COMBINING INTERNATIONAL DEVELOPMENT WITH TECHNOLOGY
When Stephen was 11 years old, he, along with his family, relocated to Washington D.C from Kentucky. He attended St. Patrick's Episcopal Day School, where his father was the assistant rector. He then went to St. Stephens & St. Agnes School. From his early childhood years until his high school graduation, Stephen accompanied his father on his missions in Haiti. For college, he went to Washington and Lee University to complete his Bachelor of Science. After his graduation, Stephan stepped into the world of technology. Stephen started his career at KPMG in the United States in 1995, where he spent two years. The next company Mr. Davenport worked with was Computer Associates, where he also worked for two years. During his time at this company, he developed software for IBM in Brazil. 

After spending five years in the technology sector, he decided to complete a Master's in International Business Administration from the McDonough School of Business at Georgetown University. That same year, Stephen Davenport joined the IT department of the World Bank Group as a system engineer. His passion for helping the world deepened, and he realized that he could use his IT skills and develop smart solutions that could help in the international development sector. In the year 2002, he left the World Bank and became a part of a non-profit organization, Development Gateway. The year 2002 marked the start of his career in international development. 

He started with the creation of the Aid Management Program (AMP) (link), which he completed by working in collaboration with the United Nations Development Program (UNDP) (link). It was one of the first-ever technological solutions for the aid management international development sector. The program helped governments of the developing countries better manage the foreign aid they received from various donors. The purpose of the system was to help governments and development partners gather, access, and monitor information on development activities, to increase aid effectiveness. The system is now implemented in more than thirty countries. 

AN ATTEMPT TO IMPROVE THE WAY GOVERNMENTS MANAGE FOREIGN AID
When in 2010, an earthquake of 7.0 magnitude hit the country of Haiti, Stephen was devastated after seeing the mass destruction it caused. The earthquake did not just destroy Haiti, but it had a significant impact on Stephen's mindset. As a result, he took the opportunity to implement smart tech tools to assist countries in better management and tracking of foreign aid. 
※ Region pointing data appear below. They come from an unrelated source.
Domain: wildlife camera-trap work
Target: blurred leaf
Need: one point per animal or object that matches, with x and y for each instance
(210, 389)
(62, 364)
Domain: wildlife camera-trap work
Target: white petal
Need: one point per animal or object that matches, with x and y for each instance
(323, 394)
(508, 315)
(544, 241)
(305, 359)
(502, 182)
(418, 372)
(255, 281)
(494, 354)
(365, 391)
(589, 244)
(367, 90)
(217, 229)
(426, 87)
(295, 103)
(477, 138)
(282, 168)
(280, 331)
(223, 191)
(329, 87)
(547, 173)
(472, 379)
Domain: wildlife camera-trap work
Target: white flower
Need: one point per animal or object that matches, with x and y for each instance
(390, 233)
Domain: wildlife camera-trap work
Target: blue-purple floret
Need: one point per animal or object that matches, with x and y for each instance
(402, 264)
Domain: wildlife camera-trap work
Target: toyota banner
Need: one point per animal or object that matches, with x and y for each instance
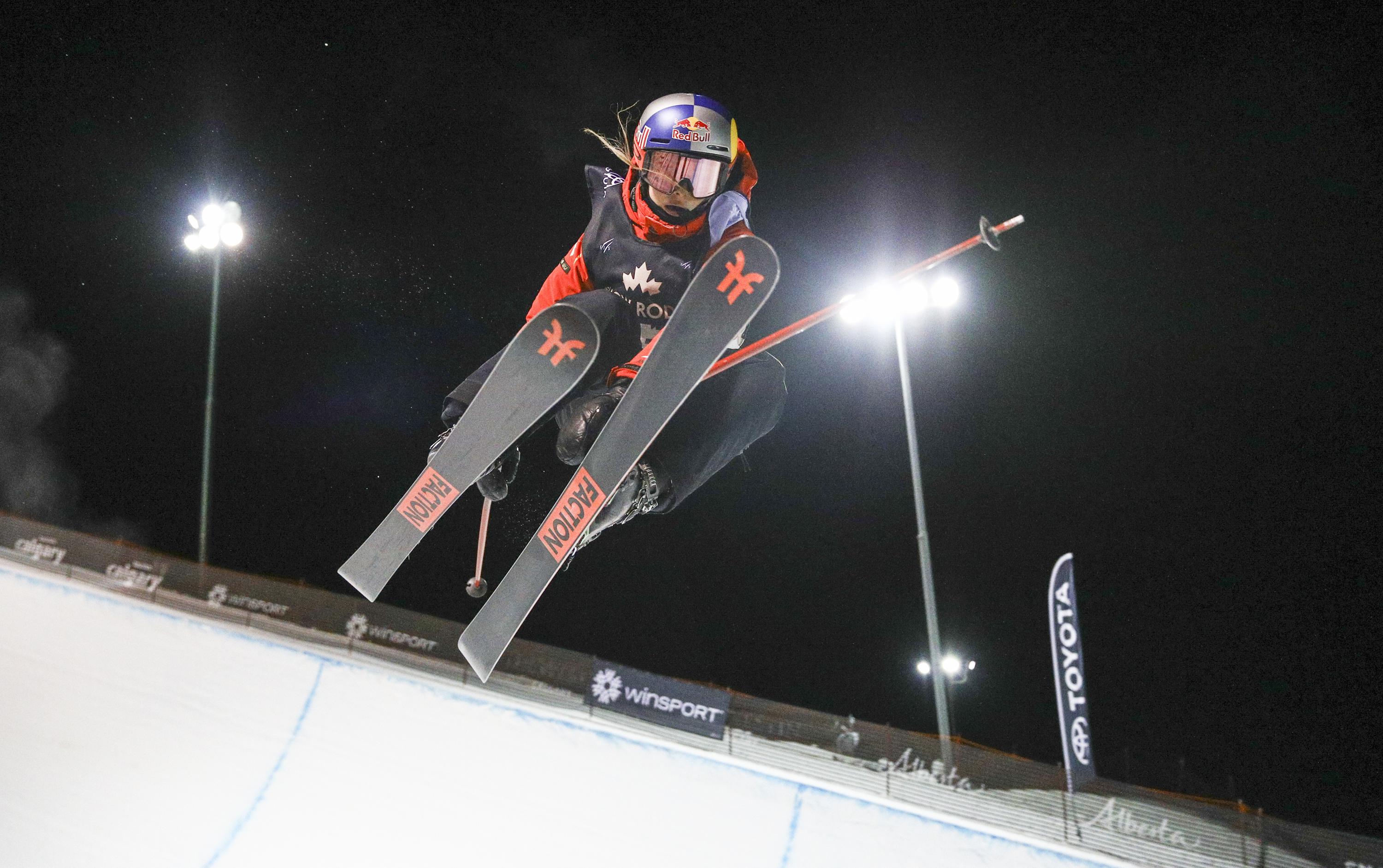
(1068, 665)
(659, 700)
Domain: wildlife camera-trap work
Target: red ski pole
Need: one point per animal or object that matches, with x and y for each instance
(988, 236)
(476, 586)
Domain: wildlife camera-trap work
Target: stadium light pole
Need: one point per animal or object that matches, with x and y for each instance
(956, 671)
(219, 227)
(894, 301)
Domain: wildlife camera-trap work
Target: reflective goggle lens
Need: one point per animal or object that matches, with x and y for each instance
(666, 171)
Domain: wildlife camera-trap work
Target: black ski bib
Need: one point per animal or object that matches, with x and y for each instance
(650, 278)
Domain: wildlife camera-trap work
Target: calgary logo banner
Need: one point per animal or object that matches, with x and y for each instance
(659, 700)
(1070, 667)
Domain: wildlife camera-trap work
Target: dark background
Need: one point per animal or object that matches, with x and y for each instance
(1172, 370)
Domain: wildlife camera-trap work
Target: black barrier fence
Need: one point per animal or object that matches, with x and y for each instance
(1123, 820)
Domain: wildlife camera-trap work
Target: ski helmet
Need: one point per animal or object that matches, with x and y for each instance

After his promotion to Director, the first project he worked on was AidData (link). It was a collaborative project which offers the users a better chance to research how sustainable development investments are targeted, monitored, and evaluated. The team used rigorous methods, cutting-edge tools, and granular data to assist both policymakers and practitioners through collaboration with the research lab at William & Mary's Global Research Institute. Another project he worked on was Feedback Labs (link). It is a non-profit organization that has its focus on making feedback loops the norm in development, aid, philanthropy, and non-profits. 

One of Stephen's most significant innovations was the OpenGov Hub (link), which had a thematic focus on open government, and unlike other Co-working spaces, or Hubs, was free from operational or financial struggles. As a nesting ground for Open Government reformers, the space allows a much stronger and concrete collaboration of experts. The system supports an open approach, 'OpenGov Hub aspires to be the day-to-day home to a range of people and organizations working on the open government agenda while also serving as a community gathering point for open government learning and networking activities in the Washington area.'

Stephen Davenport is actively working to improve the way international development is implemented with a focus on global transparency, accountability, results, citizen engagement, open government, open data, and open development agendas. The efforts of  Mr. Davenport has led to notable open government reforms in Kenya, Argentina, Nigeria, Tunisia, Morocco, Mongolia, and Kenya.